Employees On Non-Profit Boards: Some Tips and Traps
Many employers encourage employees to seek community leadership positions so as to enhance the company’s public profile. Indeed, for some senior executives, this can be an employer expectation. But does this “doing good” present some employer risks?
It can. For example, a prominent employee’s service on a non-profit board can identify the employer with the mission of the non-profit, which may or may not suit the company’s business strategy. That is why many employers require a senior executive to obtain prior approval before accepting a non-profit board membership.

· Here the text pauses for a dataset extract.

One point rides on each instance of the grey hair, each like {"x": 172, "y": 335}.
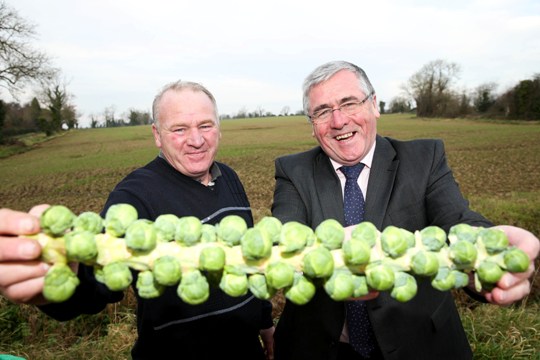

Also, a senior employee on a board of a non-profit that is a customer or client of the employer may run into conflicts of interest issues that could result in the employer losing the non-profit’s business. Or worse, the failure to make proper disclosure could expose the employer to the enforcement powers of the Attorney General or IRS, both of which keeps a close eye on conflict abuses. That is why a policy underscoring the importance of compliance with conflict disclosures when serving on non-profit boards may be an important protection for the employer.
And what if the non-profit becomes involved in a scandal or litigation? Can a senior executive membership on the non-profit’s board expose the employer to risks? Normally not, since the non-profit is a free-standing corporation. But one can conceive of scenarios (such as when a company itself “appoints” a board member; or in a company-sponsored foundation, or service as trustees of charitable trusts) in which there could be a potential legal complications or exposure. One important safeguard in Minnesota is the state law that provides immunity from any claims of negligence for non-profit directors who are uncompensated. That is why making sure there are no unusual ties between the employer, employee and the board is an important policy. There should also be a policy on any compensation earned for non-profit service.
Takeaway: There are good reasons for an employer to consider carefully an employee non-profit board service policy since good intentions do not count for everything. Legal counsel can be of material assistance in this regard.